A concentration of one part per billion is like a pinch of salt in 10 tons of potato chips—and scientists can now find radioactive particles at concentrations millions of times smaller. In the Journal of Analytical Atomic Spectrometry, researchers describe successfully detecting radioactive uranium and thorium hiding among something like a million billion other atoms.
The ability to spot these tiny amounts of radioactive elements, which occur naturally in metals such as gold that are often used in laboratory instruments, could have big consequences for particle physics. Radioactive traces limit sensitivity in detectors searching for exotic particles, including those that might make up dark matter; a minuscule radioactive impurity inside a detector can be mistaken for a particle's signature, throwing off the entire experiment.
“Before we do anything else, we need the cleanest possible materials,” says Michelle Dolinski, a particle physicist at Drexel University and the Enriched Xenon Observatory, who was not involved with the study. Her work on rare particle searches intertwines with that of chemists tracing radioactivity.
“Physics needs really push the chemistry,” says Pacific Northwest National Laboratory (PNNL) chemist and study co-author Eric Hoppe. He and the other researchers pinpointed small concentrations of radioactive thorium and uranium in metallic samples by using a mass spectrometer, which separates particles based on their mass.
First, the scientists had to make radioactive elements more massive than a metal's other atoms, explains lead author Khadouja Harouaka, also a chemist at PNNL. To do so, they heated a metallic sample until it became very reactive and pushed it into a chamber full of oxygen. Any thorium or uranium in the sample then combined with the oxygen to form molecules massive enough to stand out in spectrometer data. Scientists next counted these oxidized radioactive particles and calculated their original concentration— a value that suggests how much radiation the material would introduce to physics experiments.
Whereas many previously developed particle-detection methods must be modified for each specific metal, the new technique always uses the same heating and oxidizing steps. “The whole palette of materials is opening up,” Hoppe says.

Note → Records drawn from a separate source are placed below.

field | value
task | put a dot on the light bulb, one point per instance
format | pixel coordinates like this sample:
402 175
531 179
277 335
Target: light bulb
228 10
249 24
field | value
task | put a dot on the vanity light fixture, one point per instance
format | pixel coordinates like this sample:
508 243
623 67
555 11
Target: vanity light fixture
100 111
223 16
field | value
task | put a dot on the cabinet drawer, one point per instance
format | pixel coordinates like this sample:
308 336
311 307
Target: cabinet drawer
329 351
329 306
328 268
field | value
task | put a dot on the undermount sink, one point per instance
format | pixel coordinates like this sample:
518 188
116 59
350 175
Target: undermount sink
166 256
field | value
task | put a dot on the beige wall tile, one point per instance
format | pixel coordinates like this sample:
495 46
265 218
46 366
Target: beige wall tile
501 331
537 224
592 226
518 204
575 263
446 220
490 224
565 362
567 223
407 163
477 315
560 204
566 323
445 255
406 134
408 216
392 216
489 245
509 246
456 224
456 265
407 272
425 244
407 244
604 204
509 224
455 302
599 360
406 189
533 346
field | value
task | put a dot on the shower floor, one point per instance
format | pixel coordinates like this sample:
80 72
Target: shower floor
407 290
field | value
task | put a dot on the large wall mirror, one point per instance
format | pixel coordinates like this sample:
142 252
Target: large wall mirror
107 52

Material options are critical for the design of particle detectors, says Priscilla Cushman, a physicist at the University of Minnesota and the Super Cryogenic Dark Matter Search experiment, who was not involved with the study. “There are so many little pieces of [a dark matter] experiment that have different functions,” she says. “The materials that are used for electrical or thermal connections, or even insulation, all those have to be radio pure.” Every new metal examined can be considered for detector components. Hoppe is also looking ahead: “We're constantly trying to knock down all of the suspect [radioactive] materials. This work is a nice step forward.”